Conclure une rupture conventionnelle dans un contexte conflictuel présente toujours un certain danger pour l’employeur.
Le consentement du salarié à cette rupture d’un commun accord ne doit pas être vicié, notamment par l’effet d’une pression ou d’une contrainte, sauf à encourir la possibilité d’une remise en cause.
Statuant sur la validité du consentement du salarié, la Cour de cassation vient de rendre un arrêt le 15 novembre 2023 (N°22-16.957) qui valide l’alternative présentée par l’employeur entre un licenciement pour faute grave et une rupture conventionnelle à un salarié dont le comportement pouvait faire l’objet d’une mesure de licenciement pour faute grave, voire faute lourde.

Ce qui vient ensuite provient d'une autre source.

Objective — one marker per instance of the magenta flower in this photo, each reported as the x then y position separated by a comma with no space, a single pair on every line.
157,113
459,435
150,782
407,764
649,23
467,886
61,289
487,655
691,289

Une telle alternative parait intéressante à utiliser mais doit être maniée avec précaution, la Cour de cassation rappelant que la rupture conventionnelle ne doit pas être imposée par l’employeur.
Par Philippe Suard
Le point sensible d’une rupture conventionnelle (RC) réside dans le consentement du salarié (plus rarement celui de l’employeur, bien qu’il puisse être vicié parfois).

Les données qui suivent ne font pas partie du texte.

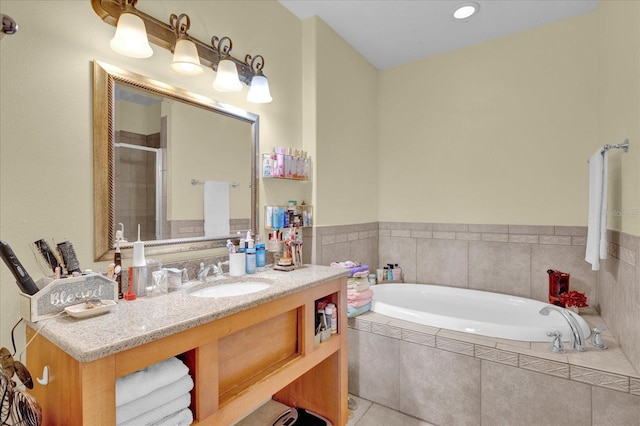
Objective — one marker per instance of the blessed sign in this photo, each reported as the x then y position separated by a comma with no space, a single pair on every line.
55,295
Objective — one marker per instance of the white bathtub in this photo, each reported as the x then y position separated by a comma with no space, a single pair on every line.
471,311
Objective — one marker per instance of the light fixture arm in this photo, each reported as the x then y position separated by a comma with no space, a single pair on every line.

L’existence d’un vice du consentement est de nature à justifier l’annulation de la RC, la charge de la preuve reposant sur celui qui l’invoque (Cass. Soc. 11 mai 2022, n°20-15.909)
Une RC ne peut donc pas être imposée à l’autre partie : si la preuve de pressions pour obtenir l’accord de l’une des parties est rapportée, l’annulation de la RC est encourue (Cass. Soc. 8 juillet 2020, n°19-15441).
A ce titre, le salarié peut exercer un recours pour contester la RC dans un délai de 12 mois à compter de la date d’homologation de la convention (si l’homologation est tacite, le délai commence à courir à l’expiration du délai de 15 jours ouvrables : Cass. Soc. 6 décembre 2017, n°16-10.220).
Depuis plusieurs années, la Cour de cassation admet la possibilité de conclure une rupture conventionnelle même dans un cadre conflictuel et même s’il existe un différend entre l’employeur et son salarié, à la condition que la RC soit exempte de tout vice du consentement,
L’arrêt du 15 novembre 2023 (n°22-16.957) donne l’occasion à la Chambre sociale de rappeler les principes qui régissent l’annulation éventuelle d’une RC pour vice du consentement.
Les faits
L’employeur reproche au salarié, ouvrier du bâtiment, d’avoir travaillé à plusieurs reprises sans son harnais de sécurité et sans casque.
L’incident étant répétitif, l’employeur envisage un licenciement pour faute lourde.
Tenant compte de l’ancienneté du salarié (7 ans), l’employeur présente une alternative au salarié : choisir entre un « licenciement pour faute grave, voire faute lourde » ou une rupture conventionnelle (RC).
Le salarié choisit la RC.
La convention est signée le 22 décembre 2017, le salarié ne se rétracte pas et la relation de travail prend fin le 31 janvier 2018.
Postérieurement à la rupture, le salarié invoque une pression exercée par l’employeur qui l’avait menacé d’un licenciement pour faute grave, voire lourde, de sorte que son consentement à la RC n’avait pas été librement donné.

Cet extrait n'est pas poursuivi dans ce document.